My band has a deep bench. We are all multi-faceted. I’m the drummer, but we have another guy that can play drums, and a third that will cover in a pinch. The two of them are both guitarists, electric and bass, respectively, but they can both play acoustic. Our lead guitarist can also play keys. We’re all better than average singers, each one able to sing lead or provide harmony. You can understand how important that is to a praise band that has to lead worship every Sunday. We each have to miss occasionally for business trips and family vacations, and the ability to cover for each other is invaluable. But more than that, it makes it more enjoyable. I’m happy for the opportunity to step out from behind my set and give my vocal chords some exercise.
Interaction designers often make the argument that they don’t need to know how to implement the UI, or they don’t have to be good at visual design, because they work in teams that include members with those skill sets. I would argue that your design team is going to be more efficient, more effective—more successful—if you have a deep bench.

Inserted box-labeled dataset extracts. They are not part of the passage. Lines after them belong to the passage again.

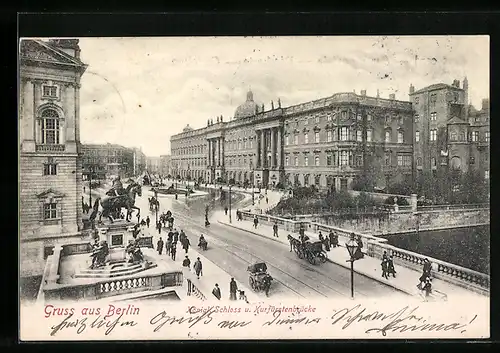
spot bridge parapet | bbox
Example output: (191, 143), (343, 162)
(237, 211), (490, 295)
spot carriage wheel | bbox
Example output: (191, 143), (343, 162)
(248, 277), (255, 291)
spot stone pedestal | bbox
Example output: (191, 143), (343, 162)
(410, 194), (417, 212)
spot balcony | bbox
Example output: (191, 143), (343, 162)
(36, 145), (66, 152)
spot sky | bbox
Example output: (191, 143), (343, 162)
(80, 36), (490, 156)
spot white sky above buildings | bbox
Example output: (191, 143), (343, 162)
(80, 36), (490, 156)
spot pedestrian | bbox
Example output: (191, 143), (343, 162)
(170, 244), (177, 261)
(157, 237), (163, 255)
(182, 236), (191, 254)
(165, 238), (172, 256)
(229, 278), (238, 300)
(193, 257), (203, 279)
(387, 255), (396, 278)
(182, 255), (191, 270)
(381, 259), (389, 279)
(273, 222), (278, 238)
(212, 283), (222, 300)
(323, 237), (330, 251)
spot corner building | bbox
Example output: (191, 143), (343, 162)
(19, 39), (87, 277)
(410, 78), (490, 184)
(170, 91), (413, 189)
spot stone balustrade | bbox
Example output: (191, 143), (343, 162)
(237, 211), (490, 294)
(43, 271), (183, 302)
(186, 278), (207, 300)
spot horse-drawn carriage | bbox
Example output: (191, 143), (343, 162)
(288, 235), (326, 265)
(247, 262), (273, 296)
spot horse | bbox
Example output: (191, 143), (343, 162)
(99, 183), (142, 223)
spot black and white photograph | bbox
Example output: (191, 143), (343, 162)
(18, 36), (490, 340)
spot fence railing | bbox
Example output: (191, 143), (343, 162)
(312, 223), (490, 293)
(417, 203), (490, 211)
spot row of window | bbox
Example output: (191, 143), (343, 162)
(285, 127), (404, 146)
(415, 129), (490, 143)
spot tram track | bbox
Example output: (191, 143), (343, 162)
(172, 208), (376, 298)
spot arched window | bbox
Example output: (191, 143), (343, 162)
(398, 130), (404, 143)
(385, 130), (391, 142)
(40, 109), (60, 145)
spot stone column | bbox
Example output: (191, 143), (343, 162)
(276, 127), (283, 169)
(254, 130), (262, 169)
(261, 129), (267, 169)
(269, 128), (276, 168)
(207, 139), (212, 166)
(33, 81), (42, 143)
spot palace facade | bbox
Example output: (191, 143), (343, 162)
(19, 39), (87, 277)
(170, 91), (414, 189)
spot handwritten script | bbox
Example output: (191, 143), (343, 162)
(45, 304), (477, 338)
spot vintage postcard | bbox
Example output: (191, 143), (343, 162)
(18, 36), (490, 341)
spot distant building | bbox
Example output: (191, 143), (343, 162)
(170, 91), (413, 190)
(146, 157), (161, 174)
(160, 154), (172, 176)
(82, 143), (134, 180)
(19, 39), (87, 278)
(410, 78), (490, 186)
(132, 147), (146, 176)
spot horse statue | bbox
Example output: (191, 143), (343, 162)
(125, 240), (144, 264)
(90, 241), (109, 269)
(99, 182), (142, 223)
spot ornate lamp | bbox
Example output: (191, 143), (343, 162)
(345, 233), (358, 299)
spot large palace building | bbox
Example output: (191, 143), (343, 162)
(170, 80), (489, 190)
(19, 39), (87, 277)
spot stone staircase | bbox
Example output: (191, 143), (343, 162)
(74, 261), (157, 278)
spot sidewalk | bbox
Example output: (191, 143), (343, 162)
(139, 226), (262, 303)
(214, 212), (489, 301)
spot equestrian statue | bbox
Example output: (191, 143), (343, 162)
(99, 177), (142, 223)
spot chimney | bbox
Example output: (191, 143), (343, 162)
(49, 39), (80, 59)
(481, 98), (490, 110)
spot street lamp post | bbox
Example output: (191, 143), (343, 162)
(229, 184), (232, 223)
(89, 166), (94, 207)
(250, 161), (255, 205)
(345, 234), (358, 299)
(154, 188), (160, 225)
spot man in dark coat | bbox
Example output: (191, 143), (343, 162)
(182, 255), (191, 270)
(387, 255), (396, 278)
(229, 278), (238, 300)
(182, 237), (191, 254)
(212, 283), (222, 300)
(381, 258), (389, 279)
(157, 237), (163, 255)
(273, 223), (278, 238)
(170, 244), (177, 261)
(193, 257), (203, 279)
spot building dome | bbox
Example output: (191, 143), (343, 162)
(234, 91), (262, 119)
(182, 124), (193, 132)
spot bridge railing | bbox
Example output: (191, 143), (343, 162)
(312, 222), (490, 294)
(417, 203), (490, 211)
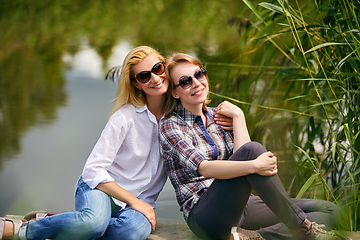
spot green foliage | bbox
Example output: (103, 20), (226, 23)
(211, 0), (360, 230)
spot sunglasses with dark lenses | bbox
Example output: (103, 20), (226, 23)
(174, 68), (206, 89)
(135, 61), (165, 83)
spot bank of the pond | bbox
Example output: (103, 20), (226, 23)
(6, 215), (360, 240)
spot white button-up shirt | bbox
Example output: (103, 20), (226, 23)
(82, 105), (166, 207)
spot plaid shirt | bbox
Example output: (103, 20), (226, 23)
(159, 104), (234, 220)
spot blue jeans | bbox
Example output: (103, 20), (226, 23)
(19, 177), (151, 240)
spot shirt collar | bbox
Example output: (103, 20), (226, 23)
(135, 104), (165, 124)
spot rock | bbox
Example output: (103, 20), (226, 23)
(148, 222), (200, 240)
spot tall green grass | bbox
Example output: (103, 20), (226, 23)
(210, 0), (360, 230)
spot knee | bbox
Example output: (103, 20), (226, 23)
(124, 210), (151, 240)
(103, 209), (151, 240)
(230, 142), (267, 161)
(77, 211), (110, 238)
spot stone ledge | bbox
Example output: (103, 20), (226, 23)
(6, 215), (360, 240)
(148, 222), (200, 240)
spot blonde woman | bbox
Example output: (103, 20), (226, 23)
(160, 53), (339, 240)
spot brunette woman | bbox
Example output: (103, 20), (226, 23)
(160, 53), (339, 240)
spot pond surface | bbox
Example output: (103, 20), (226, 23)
(0, 39), (183, 222)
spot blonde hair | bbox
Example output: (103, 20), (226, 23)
(165, 53), (209, 118)
(110, 46), (164, 116)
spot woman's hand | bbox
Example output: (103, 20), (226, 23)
(129, 199), (156, 231)
(96, 181), (156, 230)
(216, 101), (244, 119)
(254, 152), (278, 176)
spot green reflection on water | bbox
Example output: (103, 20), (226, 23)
(0, 0), (256, 168)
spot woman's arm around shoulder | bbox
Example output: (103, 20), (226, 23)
(216, 101), (251, 152)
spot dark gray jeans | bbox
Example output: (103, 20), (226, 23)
(187, 142), (339, 239)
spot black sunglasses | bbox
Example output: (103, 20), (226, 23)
(135, 61), (165, 83)
(174, 68), (206, 89)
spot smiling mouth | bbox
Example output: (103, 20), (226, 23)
(191, 89), (204, 96)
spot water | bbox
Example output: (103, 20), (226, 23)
(0, 42), (184, 222)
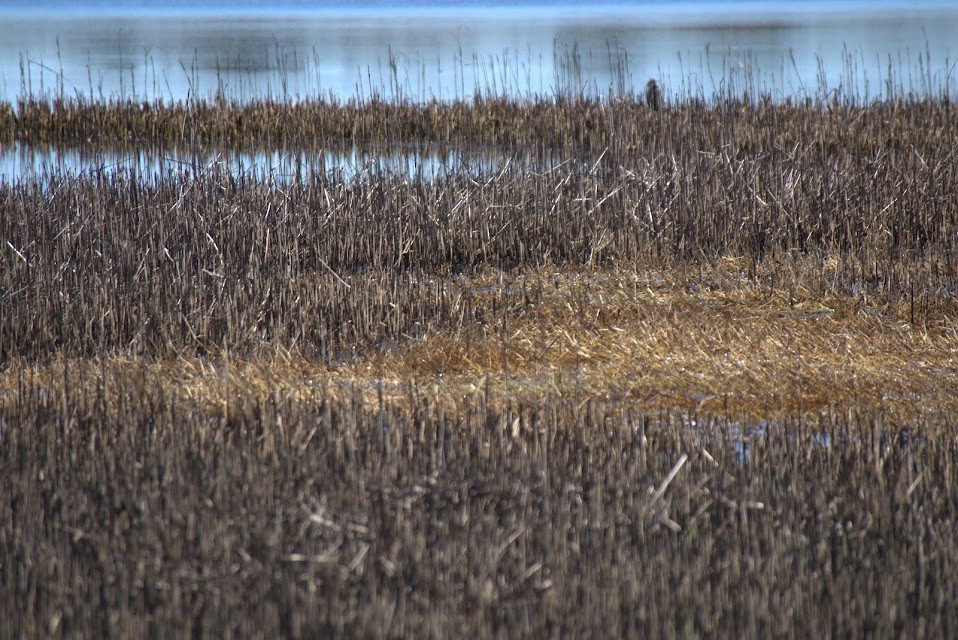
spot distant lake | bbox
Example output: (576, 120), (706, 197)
(0, 0), (958, 101)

If every designer in your group can contribute to the visual design, help produce graphics, create wireframes, structure content, write HTML and CSS, lead customer meetings, and gather user research, you are going to have a much more flexible team capable of doing more than if each person focused on one of those activities.
At An Event Apart in 2010, Jared Spool stated:
“Coding and designing are collections of skills. What we’ve learned is teams with a better distribution of skills, not segmented by roles, produce better results.”
If you currently have a team of segmented roles, the good news is that that’s the perfect place to start. All you need to do now is cross-train. Build yourself a deep bench.